Christoph Bernhardt, professor of history at Humboldt-University of Berlin, warns against generalizations: there are places in the east such as Leipzig and Jena that are booming, and places doing much worse economically than Eisenhüttenstadt. “That said, it is possible to see the town as typical of those towns that suffered unemployment in the industrial sector, didn’t prosper, and lost many young people.”

The future of the town

As the newly appointed mayor in a town where both the AfD and the centre-right CDU received a bigger vote share in last year’s elections than his own party, Social Democrat Frank Balzer doesn’t have an easy job.

Yet his appeal is not so surprising. He worked at the steel works before getting into politics, and jobs and the economy are his top priorities. He wants to halt the population drain by securing old jobs and creating new ones: increasing training opportunities, developing tourism and expanding internet connection were all points on his manifesto. His vision, he says, is to create a new “zeitgeist”: to get people communicating and understanding each other again. And yes, he says, people voted AfD here: “But almost 80% didn’t.”

At the tourist office on the high street, they work to sell what is unique about the town. Yet perhaps what makes it so interesting today is what makes it unexceptional. “In East Germany capitalism destroyed more than real-existing socialism did,” argues Ludwig. “West German politicians promised better times that didn’t come - both economically and socially.” He draws parallels to de-industrialized areas of Britain and the Brexit vote - a parallel that can no doubt be stretched to what is happening in many pockets of developed countries today.

Photo: Holly Young

Long-time resident Kirchhoff has seen the impact of both socialism and capitalism in Eisenhüttenstadt. Indeed the ebbs and flows of the last century of Germany’s history are inked in his personal biography: a father who fought at Stalingrad, a childhood spent in a city named after Stalin and a career with the CDU after the wall fell. He’s content with the life he made here: “I have everything I need.”

Yet he laments that the city is ageing with him. “Before there were many more play parks,” he says. “Eisenhüttenstadt was full of young families. We used to have paddling pools in the middle of the estates: most of them have been filled in now.”

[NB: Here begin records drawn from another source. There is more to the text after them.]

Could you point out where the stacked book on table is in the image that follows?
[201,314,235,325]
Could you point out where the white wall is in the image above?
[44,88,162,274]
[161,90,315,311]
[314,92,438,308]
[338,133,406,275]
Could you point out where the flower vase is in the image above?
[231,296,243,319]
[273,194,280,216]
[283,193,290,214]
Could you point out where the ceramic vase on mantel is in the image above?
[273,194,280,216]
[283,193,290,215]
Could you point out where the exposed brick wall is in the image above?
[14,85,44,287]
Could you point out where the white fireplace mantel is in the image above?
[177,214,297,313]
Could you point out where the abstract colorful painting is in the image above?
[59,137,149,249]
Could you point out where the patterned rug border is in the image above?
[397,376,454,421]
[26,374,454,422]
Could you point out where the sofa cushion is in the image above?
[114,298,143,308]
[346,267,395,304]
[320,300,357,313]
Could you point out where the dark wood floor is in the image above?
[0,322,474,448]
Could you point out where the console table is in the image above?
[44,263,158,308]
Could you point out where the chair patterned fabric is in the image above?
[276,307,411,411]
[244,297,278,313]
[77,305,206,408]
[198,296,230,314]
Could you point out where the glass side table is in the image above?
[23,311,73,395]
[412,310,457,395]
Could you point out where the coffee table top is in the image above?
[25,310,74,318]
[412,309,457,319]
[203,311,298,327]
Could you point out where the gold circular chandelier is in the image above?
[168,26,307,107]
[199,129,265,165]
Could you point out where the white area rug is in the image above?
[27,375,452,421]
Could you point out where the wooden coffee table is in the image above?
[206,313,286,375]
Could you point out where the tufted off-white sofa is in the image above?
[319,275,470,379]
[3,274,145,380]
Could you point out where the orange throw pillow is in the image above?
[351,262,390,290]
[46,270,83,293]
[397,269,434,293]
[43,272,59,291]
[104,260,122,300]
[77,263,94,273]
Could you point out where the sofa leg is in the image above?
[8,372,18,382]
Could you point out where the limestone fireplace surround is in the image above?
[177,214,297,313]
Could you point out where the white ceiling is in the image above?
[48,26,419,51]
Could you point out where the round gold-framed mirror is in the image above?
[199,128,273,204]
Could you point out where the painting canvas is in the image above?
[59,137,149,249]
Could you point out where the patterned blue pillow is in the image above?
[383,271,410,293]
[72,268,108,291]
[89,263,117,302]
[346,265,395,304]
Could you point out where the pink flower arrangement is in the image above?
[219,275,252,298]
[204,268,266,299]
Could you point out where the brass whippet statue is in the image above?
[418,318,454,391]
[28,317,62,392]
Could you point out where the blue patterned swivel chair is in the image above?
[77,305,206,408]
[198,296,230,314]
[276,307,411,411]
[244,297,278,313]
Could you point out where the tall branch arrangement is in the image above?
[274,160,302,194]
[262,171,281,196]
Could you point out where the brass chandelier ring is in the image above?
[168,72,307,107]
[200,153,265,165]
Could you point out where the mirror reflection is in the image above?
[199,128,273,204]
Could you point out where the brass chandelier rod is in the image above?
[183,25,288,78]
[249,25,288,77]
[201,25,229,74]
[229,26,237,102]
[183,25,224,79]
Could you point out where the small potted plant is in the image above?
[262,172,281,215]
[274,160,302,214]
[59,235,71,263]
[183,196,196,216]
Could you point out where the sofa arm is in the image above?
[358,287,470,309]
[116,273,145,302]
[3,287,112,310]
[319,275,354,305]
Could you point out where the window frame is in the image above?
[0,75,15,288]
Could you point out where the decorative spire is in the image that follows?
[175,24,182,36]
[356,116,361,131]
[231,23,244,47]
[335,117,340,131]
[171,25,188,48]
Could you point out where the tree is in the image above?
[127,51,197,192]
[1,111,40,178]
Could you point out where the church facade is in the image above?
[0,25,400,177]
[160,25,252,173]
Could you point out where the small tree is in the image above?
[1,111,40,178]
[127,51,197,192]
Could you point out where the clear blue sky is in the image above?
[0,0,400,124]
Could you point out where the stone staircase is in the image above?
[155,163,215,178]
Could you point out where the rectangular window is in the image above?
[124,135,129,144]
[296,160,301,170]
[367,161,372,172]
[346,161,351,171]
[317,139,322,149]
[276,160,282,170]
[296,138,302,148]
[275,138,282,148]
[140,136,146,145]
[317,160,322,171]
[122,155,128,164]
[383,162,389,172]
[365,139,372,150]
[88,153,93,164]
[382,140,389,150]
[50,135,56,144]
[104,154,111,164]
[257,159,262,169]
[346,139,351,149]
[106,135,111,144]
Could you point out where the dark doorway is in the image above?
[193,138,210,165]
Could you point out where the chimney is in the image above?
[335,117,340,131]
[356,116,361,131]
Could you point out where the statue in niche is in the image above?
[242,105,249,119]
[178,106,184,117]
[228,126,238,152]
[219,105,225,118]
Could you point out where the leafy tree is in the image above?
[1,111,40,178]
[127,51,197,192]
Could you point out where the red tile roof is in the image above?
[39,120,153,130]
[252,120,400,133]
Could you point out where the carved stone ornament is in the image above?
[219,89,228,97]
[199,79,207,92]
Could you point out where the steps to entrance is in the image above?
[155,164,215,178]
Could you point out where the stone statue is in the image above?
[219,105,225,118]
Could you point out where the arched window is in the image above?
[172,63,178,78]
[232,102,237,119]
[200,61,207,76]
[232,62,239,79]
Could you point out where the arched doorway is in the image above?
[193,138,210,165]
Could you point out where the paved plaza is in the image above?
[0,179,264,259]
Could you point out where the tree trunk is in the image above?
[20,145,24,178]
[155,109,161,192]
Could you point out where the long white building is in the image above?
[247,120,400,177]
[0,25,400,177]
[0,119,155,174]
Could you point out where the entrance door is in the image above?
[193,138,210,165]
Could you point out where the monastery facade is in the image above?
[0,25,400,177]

It’s easy to see the story of Eisenhüttenstadt as the classic rise and fall of a town: from the socialist parades to the right-wing protests, a place gone full circle in ideology and yet lacking any direction, and ultimately in terminal decline.

But this would be too neat. The steel work is more “compact” as the mayor puts it, and privatized, but it is not yet a rusty memorial to past grandeur. It is still the biggest employer in town. Kathrin at the tourist office believes the town’s image is improving. Hartmut at the museum has seen the heavy pessimism of the 90s lift. Alexander is open minded - he might move for work, he might not. With a better transport connection it’s not absurd to see the empty flats become occupied by commuters pushed out by the rising Berlin rents. There are messy threads of optimism. Eisenhüttenstadt was built to be bigger than the sum of its parts, and its next historical chapter is not a foregone conclusion.

Kirchhoff has seen it all in this town. Where does he see it in ten years?

He pauses. “It will be a smaller city. But it will be finer.”